Quadratic integer ring with universal side divisor?

In complex quadratic fields there are only finitely many such USDs, since they contain at most 6 units. For example, $1+2i$ is a USD in $R = {\mathbb Z}[i]$ since the residue classes of $R/(1+2i)$ are represented by 0 and the units $\pm 1$, $\pm i$.

In ${\mathbb Z}[\sqrt{2}]$ there are probably infinitely many USDs since a prime element modulo which $\varepsilon = 1 + \sqrt{2}$ is a primitive root is such a divisor.

If you're looking for a less stupid name consider calling them elements of Euclidean length 1 and look into the papers of Motzkin for an explanation.

What has really helped me understand universal side divisors are these two examples in $\mathbb{Z}$: 2 and 3. The units of $\mathbb{Z}$ are $-1$ and 1. Obviously all even numbers are multiples of 2. As for odd numbers, you just add $-1$ or 1 (either one) and bam, you got an even number. To get a multiple of 3 from a number that's not already a multiple of 3 you add $-1$ or 1 (only one or the other will work).

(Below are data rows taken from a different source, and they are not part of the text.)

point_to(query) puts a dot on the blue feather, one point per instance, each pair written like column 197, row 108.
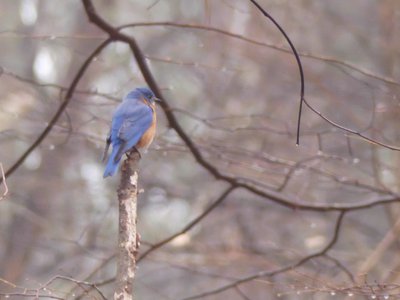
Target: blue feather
column 131, row 120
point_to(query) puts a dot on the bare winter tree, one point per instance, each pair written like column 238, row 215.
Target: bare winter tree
column 228, row 206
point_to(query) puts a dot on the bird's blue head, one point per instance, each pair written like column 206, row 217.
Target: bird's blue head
column 147, row 94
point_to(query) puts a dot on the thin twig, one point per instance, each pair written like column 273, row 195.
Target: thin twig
column 3, row 178
column 60, row 110
column 191, row 224
column 277, row 271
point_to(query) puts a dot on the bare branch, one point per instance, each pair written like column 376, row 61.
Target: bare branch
column 60, row 110
column 3, row 178
column 277, row 271
column 191, row 224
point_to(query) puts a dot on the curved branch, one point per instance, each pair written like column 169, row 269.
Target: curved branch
column 296, row 55
column 60, row 110
column 279, row 198
column 277, row 271
column 191, row 224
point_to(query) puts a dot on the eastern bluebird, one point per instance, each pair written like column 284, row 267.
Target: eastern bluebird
column 133, row 126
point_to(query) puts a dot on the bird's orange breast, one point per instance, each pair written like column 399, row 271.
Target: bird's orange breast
column 148, row 136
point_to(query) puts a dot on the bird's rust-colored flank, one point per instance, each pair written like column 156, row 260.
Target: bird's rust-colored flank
column 148, row 136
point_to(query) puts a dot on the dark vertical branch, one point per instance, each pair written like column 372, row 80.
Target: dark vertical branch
column 127, row 241
column 296, row 55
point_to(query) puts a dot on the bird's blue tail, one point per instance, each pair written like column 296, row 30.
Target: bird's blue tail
column 112, row 165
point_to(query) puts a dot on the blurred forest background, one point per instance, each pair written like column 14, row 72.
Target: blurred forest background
column 324, row 220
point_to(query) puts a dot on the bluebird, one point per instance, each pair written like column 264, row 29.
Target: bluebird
column 133, row 126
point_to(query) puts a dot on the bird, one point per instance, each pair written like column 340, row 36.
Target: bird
column 133, row 126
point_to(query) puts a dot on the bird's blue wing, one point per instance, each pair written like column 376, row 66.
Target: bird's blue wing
column 130, row 122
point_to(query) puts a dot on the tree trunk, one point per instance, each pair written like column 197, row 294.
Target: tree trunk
column 127, row 241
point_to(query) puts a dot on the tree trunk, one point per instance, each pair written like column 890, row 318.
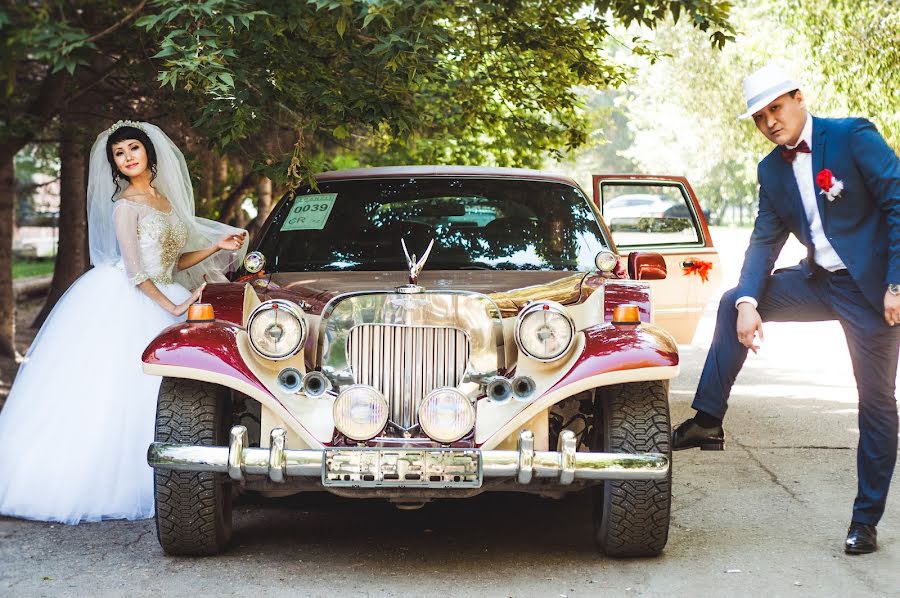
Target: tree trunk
column 7, row 219
column 71, row 257
column 263, row 204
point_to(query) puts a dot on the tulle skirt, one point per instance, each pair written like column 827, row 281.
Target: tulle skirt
column 75, row 429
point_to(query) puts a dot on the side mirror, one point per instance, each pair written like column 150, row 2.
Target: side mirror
column 646, row 265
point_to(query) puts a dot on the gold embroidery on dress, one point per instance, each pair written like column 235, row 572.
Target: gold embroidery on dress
column 171, row 237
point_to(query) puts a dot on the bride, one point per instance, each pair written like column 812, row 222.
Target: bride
column 75, row 429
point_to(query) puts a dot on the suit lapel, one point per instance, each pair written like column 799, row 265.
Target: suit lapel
column 818, row 161
column 795, row 202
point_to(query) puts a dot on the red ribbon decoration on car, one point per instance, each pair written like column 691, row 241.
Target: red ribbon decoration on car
column 825, row 179
column 699, row 268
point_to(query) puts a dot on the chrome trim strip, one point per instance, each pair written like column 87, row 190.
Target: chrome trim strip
column 562, row 465
column 526, row 457
column 239, row 440
column 276, row 455
column 567, row 447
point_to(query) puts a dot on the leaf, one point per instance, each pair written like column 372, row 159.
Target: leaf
column 168, row 50
column 340, row 132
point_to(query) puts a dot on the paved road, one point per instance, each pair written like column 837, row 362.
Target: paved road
column 765, row 517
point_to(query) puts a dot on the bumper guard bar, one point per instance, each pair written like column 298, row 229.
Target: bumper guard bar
column 565, row 465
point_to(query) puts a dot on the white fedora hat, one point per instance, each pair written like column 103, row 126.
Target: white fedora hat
column 765, row 85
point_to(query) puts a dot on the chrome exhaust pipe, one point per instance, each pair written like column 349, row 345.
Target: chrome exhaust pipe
column 290, row 380
column 523, row 387
column 498, row 389
column 315, row 384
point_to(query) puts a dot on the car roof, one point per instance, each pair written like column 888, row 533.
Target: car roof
column 640, row 196
column 443, row 171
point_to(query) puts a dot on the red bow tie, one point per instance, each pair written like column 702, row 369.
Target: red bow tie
column 791, row 154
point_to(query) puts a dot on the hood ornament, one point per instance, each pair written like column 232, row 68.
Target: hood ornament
column 415, row 267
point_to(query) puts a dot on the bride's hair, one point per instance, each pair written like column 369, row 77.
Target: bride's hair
column 121, row 134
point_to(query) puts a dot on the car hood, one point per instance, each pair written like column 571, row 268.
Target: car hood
column 510, row 290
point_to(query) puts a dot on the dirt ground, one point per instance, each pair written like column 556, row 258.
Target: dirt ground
column 26, row 311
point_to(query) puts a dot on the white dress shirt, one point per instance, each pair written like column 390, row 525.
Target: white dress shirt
column 824, row 253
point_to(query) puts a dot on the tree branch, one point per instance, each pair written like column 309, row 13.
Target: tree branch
column 115, row 26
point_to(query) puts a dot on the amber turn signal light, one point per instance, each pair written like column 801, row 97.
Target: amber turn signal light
column 200, row 312
column 626, row 314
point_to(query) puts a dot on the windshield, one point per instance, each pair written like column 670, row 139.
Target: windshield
column 476, row 223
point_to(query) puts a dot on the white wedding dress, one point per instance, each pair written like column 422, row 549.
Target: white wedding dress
column 75, row 429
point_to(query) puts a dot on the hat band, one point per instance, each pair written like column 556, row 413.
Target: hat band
column 774, row 89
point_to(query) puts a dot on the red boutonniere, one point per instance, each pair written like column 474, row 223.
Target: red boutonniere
column 831, row 187
column 697, row 268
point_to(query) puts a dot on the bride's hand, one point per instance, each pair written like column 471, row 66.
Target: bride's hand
column 232, row 242
column 181, row 308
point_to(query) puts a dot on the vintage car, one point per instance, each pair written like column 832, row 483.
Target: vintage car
column 523, row 351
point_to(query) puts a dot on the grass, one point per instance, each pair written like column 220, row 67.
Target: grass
column 35, row 267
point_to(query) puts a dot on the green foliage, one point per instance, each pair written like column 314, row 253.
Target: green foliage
column 22, row 268
column 401, row 80
column 682, row 111
column 854, row 55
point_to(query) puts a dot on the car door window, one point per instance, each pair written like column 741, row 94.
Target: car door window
column 649, row 214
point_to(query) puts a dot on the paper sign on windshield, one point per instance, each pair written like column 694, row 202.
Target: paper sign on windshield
column 309, row 212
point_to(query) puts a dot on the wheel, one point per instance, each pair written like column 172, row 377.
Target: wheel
column 193, row 509
column 631, row 517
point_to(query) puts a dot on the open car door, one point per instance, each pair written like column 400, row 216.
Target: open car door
column 662, row 214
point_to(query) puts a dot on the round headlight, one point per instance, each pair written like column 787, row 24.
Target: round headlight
column 254, row 262
column 544, row 331
column 360, row 412
column 606, row 261
column 446, row 415
column 276, row 329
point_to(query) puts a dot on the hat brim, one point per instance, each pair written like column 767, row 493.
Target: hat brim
column 761, row 100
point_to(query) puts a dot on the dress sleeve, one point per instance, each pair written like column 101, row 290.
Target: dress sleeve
column 126, row 220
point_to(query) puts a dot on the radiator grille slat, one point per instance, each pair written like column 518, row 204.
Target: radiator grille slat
column 406, row 363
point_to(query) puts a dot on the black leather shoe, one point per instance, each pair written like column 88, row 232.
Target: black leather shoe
column 861, row 538
column 691, row 435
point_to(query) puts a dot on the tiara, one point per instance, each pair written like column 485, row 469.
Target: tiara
column 125, row 123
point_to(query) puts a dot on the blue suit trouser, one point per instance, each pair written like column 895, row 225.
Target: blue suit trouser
column 794, row 296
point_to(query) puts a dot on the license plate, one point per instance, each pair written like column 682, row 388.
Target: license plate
column 412, row 468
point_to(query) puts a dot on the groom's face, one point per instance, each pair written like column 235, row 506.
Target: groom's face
column 783, row 119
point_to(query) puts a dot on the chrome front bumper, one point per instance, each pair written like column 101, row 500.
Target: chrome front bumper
column 414, row 468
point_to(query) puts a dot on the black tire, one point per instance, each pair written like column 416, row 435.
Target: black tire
column 631, row 517
column 193, row 509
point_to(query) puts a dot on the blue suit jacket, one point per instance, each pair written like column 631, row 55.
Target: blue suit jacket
column 863, row 224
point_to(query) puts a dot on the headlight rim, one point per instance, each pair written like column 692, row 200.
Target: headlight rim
column 293, row 309
column 466, row 400
column 337, row 402
column 554, row 307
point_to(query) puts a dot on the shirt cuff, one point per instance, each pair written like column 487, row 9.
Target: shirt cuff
column 746, row 299
column 138, row 278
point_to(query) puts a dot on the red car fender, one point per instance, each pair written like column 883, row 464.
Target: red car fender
column 209, row 352
column 609, row 355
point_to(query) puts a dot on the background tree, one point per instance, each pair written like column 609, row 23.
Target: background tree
column 680, row 112
column 244, row 81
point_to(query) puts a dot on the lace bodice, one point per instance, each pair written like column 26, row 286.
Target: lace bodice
column 150, row 241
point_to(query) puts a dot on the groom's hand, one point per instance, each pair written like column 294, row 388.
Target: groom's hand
column 891, row 308
column 749, row 324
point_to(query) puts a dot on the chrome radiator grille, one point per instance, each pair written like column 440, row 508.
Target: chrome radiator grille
column 406, row 363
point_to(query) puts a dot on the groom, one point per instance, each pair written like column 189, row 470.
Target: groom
column 834, row 184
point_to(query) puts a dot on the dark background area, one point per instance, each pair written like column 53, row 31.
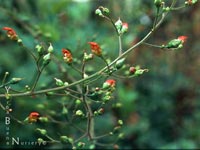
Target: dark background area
column 160, row 109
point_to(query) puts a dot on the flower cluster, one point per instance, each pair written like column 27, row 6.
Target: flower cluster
column 11, row 33
column 67, row 56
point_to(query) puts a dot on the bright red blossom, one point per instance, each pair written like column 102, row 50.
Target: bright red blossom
column 67, row 56
column 10, row 33
column 33, row 117
column 183, row 38
column 95, row 48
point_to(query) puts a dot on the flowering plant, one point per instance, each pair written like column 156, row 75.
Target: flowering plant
column 82, row 89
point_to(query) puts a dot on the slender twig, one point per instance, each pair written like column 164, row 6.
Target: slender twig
column 152, row 45
column 98, row 72
column 90, row 119
column 37, row 78
column 120, row 45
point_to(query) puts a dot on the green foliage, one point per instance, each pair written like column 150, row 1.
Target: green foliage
column 159, row 109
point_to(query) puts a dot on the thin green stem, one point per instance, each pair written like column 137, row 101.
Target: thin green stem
column 90, row 119
column 120, row 45
column 152, row 45
column 37, row 78
column 95, row 74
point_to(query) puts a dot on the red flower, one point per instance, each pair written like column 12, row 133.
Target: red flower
column 96, row 49
column 10, row 33
column 67, row 56
column 33, row 117
column 182, row 38
column 124, row 27
column 110, row 83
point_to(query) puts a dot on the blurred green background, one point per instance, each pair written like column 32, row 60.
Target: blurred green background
column 160, row 109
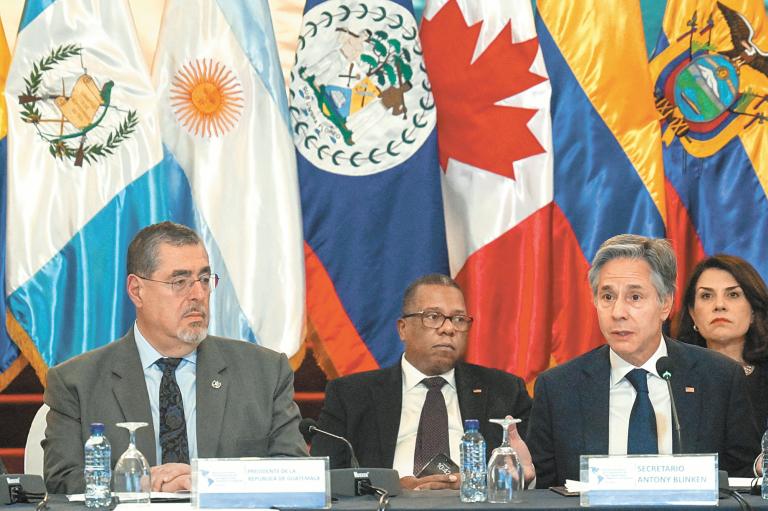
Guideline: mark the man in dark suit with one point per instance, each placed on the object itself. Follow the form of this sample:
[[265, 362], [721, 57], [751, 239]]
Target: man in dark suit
[[382, 412], [612, 400], [234, 398]]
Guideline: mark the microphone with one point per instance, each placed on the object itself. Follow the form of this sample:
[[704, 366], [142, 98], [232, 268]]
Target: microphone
[[308, 428], [355, 481], [664, 368]]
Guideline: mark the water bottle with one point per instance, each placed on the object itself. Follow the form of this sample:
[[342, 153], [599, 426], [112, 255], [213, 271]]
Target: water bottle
[[764, 482], [474, 482], [98, 468]]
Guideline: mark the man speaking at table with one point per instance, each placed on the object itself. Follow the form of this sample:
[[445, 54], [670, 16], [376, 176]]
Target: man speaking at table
[[402, 416], [612, 399], [234, 398]]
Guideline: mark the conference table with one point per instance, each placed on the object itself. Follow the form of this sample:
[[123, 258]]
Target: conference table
[[442, 500]]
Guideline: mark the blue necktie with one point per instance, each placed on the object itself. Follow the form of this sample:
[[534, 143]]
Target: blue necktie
[[642, 438], [432, 435], [173, 425]]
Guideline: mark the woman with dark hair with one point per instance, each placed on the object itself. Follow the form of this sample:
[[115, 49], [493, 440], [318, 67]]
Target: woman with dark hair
[[725, 308]]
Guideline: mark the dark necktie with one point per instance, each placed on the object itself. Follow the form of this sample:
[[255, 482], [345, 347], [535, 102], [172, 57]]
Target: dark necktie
[[642, 438], [173, 425], [432, 436]]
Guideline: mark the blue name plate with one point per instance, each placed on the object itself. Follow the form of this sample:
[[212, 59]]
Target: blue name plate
[[649, 480], [260, 483]]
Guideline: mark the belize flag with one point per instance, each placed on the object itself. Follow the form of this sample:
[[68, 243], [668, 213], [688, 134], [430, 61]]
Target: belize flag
[[224, 118], [363, 121], [495, 140], [83, 175]]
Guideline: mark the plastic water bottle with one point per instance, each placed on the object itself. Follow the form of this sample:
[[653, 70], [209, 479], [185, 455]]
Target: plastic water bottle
[[474, 482], [764, 482], [98, 468]]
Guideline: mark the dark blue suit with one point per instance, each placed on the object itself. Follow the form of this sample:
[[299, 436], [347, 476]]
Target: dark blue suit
[[365, 408], [570, 412]]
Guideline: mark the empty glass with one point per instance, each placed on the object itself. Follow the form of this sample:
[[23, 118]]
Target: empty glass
[[131, 475], [505, 472]]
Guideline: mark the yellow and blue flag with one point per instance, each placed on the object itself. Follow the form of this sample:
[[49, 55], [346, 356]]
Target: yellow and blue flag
[[608, 168], [11, 361], [224, 117], [84, 175]]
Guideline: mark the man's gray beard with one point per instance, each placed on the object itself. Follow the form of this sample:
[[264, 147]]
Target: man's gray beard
[[192, 335]]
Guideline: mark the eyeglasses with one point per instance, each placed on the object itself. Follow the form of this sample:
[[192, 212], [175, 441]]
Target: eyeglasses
[[434, 319], [183, 285]]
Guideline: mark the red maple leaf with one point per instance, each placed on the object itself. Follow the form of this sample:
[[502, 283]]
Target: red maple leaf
[[471, 128]]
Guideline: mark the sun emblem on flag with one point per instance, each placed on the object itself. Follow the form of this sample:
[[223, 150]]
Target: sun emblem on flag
[[207, 98], [74, 112], [360, 98]]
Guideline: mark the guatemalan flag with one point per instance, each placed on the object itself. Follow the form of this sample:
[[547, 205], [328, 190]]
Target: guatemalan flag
[[11, 363], [363, 120], [83, 175], [224, 119], [495, 144]]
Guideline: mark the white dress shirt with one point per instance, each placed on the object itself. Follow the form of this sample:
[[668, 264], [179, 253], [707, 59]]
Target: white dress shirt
[[185, 377], [414, 395], [622, 397]]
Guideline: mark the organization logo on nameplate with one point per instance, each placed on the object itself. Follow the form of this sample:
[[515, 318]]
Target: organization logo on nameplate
[[680, 479], [219, 483]]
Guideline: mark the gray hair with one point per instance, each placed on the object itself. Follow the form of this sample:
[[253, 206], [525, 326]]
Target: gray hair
[[433, 279], [142, 252], [656, 252]]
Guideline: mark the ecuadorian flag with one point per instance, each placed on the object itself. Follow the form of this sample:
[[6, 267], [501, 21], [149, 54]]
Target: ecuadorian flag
[[608, 167]]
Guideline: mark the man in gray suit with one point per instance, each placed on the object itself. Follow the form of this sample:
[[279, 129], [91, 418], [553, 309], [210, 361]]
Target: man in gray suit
[[202, 396]]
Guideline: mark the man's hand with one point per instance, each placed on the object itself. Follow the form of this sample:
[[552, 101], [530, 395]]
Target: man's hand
[[523, 453], [433, 482], [171, 477]]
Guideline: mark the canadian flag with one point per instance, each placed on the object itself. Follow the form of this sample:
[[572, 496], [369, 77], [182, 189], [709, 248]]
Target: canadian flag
[[495, 144]]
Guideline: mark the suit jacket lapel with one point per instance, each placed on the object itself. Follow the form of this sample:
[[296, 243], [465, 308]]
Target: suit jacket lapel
[[130, 391], [212, 388], [471, 403], [688, 403], [594, 394], [388, 399]]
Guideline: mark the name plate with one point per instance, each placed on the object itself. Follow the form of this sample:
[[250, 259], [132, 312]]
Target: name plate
[[260, 483], [680, 479]]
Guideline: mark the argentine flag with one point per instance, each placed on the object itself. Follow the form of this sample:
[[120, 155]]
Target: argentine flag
[[83, 175], [224, 121]]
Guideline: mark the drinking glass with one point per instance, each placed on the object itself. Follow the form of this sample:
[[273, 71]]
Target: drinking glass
[[505, 472], [131, 475]]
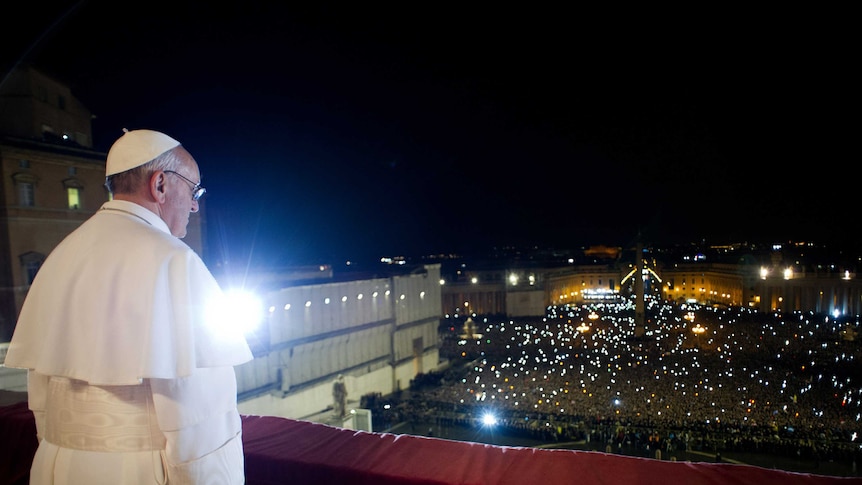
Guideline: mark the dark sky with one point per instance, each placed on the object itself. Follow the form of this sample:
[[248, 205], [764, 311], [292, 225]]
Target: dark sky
[[329, 133]]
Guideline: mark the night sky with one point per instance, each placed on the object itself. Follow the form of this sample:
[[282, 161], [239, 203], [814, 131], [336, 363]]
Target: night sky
[[331, 133]]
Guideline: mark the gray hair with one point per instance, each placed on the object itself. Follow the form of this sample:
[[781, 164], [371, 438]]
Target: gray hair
[[131, 180]]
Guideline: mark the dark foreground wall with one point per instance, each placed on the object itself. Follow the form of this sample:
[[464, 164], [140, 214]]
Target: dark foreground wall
[[286, 451]]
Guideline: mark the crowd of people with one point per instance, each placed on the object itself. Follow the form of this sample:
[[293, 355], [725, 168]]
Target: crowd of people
[[687, 377]]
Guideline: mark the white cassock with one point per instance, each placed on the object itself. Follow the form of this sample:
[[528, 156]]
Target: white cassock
[[131, 375]]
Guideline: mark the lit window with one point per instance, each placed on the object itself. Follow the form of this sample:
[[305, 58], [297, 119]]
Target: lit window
[[74, 196], [26, 194]]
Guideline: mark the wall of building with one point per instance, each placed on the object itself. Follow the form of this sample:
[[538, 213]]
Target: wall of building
[[378, 334]]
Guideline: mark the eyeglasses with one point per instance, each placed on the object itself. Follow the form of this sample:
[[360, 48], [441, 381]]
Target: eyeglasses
[[197, 190]]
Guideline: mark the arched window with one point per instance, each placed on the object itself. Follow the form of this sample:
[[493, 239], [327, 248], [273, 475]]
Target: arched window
[[74, 187]]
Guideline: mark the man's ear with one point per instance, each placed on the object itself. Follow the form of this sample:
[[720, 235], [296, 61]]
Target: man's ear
[[157, 186]]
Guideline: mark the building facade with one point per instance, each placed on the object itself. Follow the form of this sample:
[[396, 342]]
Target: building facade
[[52, 181]]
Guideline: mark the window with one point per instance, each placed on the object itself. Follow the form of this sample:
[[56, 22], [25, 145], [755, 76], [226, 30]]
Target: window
[[31, 262], [74, 196], [74, 187], [26, 194]]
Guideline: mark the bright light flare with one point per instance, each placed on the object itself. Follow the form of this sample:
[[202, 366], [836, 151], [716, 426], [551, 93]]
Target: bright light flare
[[489, 419], [241, 308]]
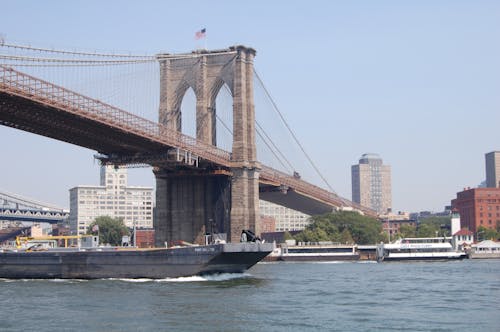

In $\mathbb{Z}[i]$ we have two more units to keep in mind, $i$ and $-i$. We also have to look at norms. Every number with an even norm is divisible by $1 + i$ (which itself has 2 for a norm). If a number has an odd norm, all you have to do is add $i$, $-1$, $-i$ or 1 (any of these) to get a number with an even norm, which is therefore divisible by $1 + i$.